Try to Remember was originally conceived when Janzen and his wife were trying to conceive, and was finally realized when the couple welcomed their firstborn, daughter Haddie, into the world. Janzen’s specific goal was to concentrate on Broadway tunes (three of which are actually from film and TV musicals) that, directly or indirectly, celebrated children. He opens with the only song that overlaps Miller’s album, a loose, joyous “Oh, What a Beautiful Morning,” then reshapes Mary Poppins‘s sprightly “Chim Chim Che-ree” as a twilit exploration of shadowy delights. Like Miller, there’s a smoky huskiness to Janzen’s voice that arrestingly tempers such inherently sunny material. Oliver!‘s “Consider Yourself” is superbly handled with angular jauntiness, as is “If I Only Had a Brain.”

There are two selections from the child-focused musical Annie. “Maybe” is one of the album’s three instrumental tracks and, as such, is stripped of its syrupiness and handled with enchanting elegance. “NYC,” originally sung by a father figure (Daddy Warbucks) to his wide-eyed ward (Annie) as a celebration of her exciting new habitat, is a clever fit with Janzen’s theme of welcoming home a newborn. More directly apropos is Les Miserables‘ “Bring Him Home,” which Janzen strips of its overblown theatricality and transforms into a gentle lullaby.

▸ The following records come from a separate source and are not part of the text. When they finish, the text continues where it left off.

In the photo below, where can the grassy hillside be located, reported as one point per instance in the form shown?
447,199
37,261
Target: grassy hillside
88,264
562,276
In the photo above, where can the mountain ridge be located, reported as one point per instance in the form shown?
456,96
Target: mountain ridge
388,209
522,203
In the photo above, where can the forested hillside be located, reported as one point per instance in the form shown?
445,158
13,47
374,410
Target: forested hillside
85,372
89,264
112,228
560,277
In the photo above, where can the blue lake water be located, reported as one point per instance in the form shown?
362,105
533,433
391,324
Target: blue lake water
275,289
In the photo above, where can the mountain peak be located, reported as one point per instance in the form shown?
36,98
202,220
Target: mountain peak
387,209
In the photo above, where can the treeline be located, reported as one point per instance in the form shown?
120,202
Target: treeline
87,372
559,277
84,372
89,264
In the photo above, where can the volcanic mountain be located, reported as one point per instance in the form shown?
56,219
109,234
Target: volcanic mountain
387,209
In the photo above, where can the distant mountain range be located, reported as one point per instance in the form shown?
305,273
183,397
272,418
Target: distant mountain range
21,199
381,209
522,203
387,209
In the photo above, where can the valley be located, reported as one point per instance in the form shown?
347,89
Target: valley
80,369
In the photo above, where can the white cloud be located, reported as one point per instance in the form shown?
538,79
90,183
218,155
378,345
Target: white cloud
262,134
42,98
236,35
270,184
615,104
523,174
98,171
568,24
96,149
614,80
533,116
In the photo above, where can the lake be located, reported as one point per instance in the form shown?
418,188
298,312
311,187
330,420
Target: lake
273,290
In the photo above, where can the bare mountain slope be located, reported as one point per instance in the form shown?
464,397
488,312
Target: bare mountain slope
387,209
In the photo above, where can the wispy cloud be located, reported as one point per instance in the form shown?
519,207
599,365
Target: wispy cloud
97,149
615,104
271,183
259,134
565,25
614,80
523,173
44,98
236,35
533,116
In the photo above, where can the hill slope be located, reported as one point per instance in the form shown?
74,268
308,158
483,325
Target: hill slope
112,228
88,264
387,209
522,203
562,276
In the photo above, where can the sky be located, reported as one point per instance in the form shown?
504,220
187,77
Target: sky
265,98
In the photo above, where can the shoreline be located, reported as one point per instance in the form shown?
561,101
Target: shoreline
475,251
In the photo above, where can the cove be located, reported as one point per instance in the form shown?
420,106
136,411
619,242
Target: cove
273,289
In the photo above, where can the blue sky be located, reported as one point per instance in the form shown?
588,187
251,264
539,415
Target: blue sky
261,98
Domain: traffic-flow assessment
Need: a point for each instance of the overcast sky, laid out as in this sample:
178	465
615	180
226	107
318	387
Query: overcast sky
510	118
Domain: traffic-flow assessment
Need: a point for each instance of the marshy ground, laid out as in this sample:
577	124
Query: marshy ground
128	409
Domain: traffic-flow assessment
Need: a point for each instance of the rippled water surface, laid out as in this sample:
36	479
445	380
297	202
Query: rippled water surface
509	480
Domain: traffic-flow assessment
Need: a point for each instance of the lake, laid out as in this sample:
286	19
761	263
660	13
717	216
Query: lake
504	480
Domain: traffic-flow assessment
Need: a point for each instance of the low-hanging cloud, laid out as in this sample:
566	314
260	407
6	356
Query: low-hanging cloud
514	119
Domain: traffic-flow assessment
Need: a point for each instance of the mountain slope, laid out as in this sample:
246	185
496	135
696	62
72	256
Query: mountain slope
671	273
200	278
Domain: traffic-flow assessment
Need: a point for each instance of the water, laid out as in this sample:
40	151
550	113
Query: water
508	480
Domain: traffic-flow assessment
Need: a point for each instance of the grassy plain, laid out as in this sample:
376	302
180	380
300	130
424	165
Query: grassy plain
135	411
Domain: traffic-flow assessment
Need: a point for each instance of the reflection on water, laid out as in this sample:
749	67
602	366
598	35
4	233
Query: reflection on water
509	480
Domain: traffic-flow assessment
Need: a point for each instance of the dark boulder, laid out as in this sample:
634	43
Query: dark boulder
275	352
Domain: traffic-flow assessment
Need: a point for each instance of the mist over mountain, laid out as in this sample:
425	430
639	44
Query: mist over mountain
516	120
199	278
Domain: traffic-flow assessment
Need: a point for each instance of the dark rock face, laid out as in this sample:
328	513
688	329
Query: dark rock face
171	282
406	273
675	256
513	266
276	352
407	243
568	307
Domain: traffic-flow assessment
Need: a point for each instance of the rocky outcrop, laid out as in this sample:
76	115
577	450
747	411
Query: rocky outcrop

The title track from The Fantasticks seems a somewhat odd fit, with its backwards-glancing wistfulness, though Janzen’s take is masterfully rendered. The remainder of the album includes three of finest love songs ever to emerge from musical scores. Janzen takes a breezy stroll through Guys and Dolls‘ rapturous ode to freshly minted passion, “I’ve Never Been In Love Before,” and provides West Side Story‘s towering “Somewhere,” the album’s second instrumental track, precisely the august tenderness it demands. Most stunning though, is the third of the instrumental tracks, a richly imaginative rendition of Rodgers and Hammerstein’s “Do I Love You (Because You’re Beautiful” (from TV’s Cinderella) that, in contrast to the dewiness of most previous versions, is wonderfully jubilant.